Much needed transparency
‘The labour minute calculator offers much needed transparency. It shows how much the price of a garment would need to go up in order to give factories the required financial room to ensure payment of at least the legal minimum wage, all other things being equal,’ says FWF’s Koen Oosterom. The FWF tool also makes it possible to calculate the labour cost per product based on a higher wage level, such as a living wage benchmark or a wage agreed through Collective Bargaining Agreement (CBA).
Garment prices are highly sensitive, particularly in the fiercely competitive fast fashion sector, but a detailed examination shows that the labour element accounts for a relatively small share of the price that consumers pay.
‘The cost of labour is just a fraction of the retail price, often not more than 1-2 percent,’ Oosterom points out. ‘Making this transparent is important as it shows that it is entirely possible to increase wages without affecting the ‘marketability’ of the garments concerned.’
A new perspective for trade unions
Trade union officials representing garment workers in Bangladesh and Myanmar also welcomed the opportunities offered by the labour costing technology. To most trade union representatives, the workshops led by FWF experts offered a first introduction to labour costing calculations, and a new perspective on pricing dynamics and the pressure faced by factory managers. They viewed the costing methodology as a useful resource to support their position during CBA negotiations.

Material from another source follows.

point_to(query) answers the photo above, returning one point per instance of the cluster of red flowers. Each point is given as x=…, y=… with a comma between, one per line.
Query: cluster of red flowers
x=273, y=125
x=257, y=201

In fact, the response to labour costing during the FWF team’s visit to Myanmar and Bangladesh showed a convergence of interests between trade unions and manufacturers, both wanting to ensure that buyers pay the full cost of legal minimum wage increases. Brands determined to ensure that the workers producing their garments are paid at least the legal minimum mandated by law also stand to gain when actual labour costs are revealed.
‘There is common ground for brands, factories and trade unions,’ concludes FWF expert Klaus Hohenegger who hopes that the growing interest in labour cost transparency might lead to an agreed sector wide approach to due diligence on wage compliance.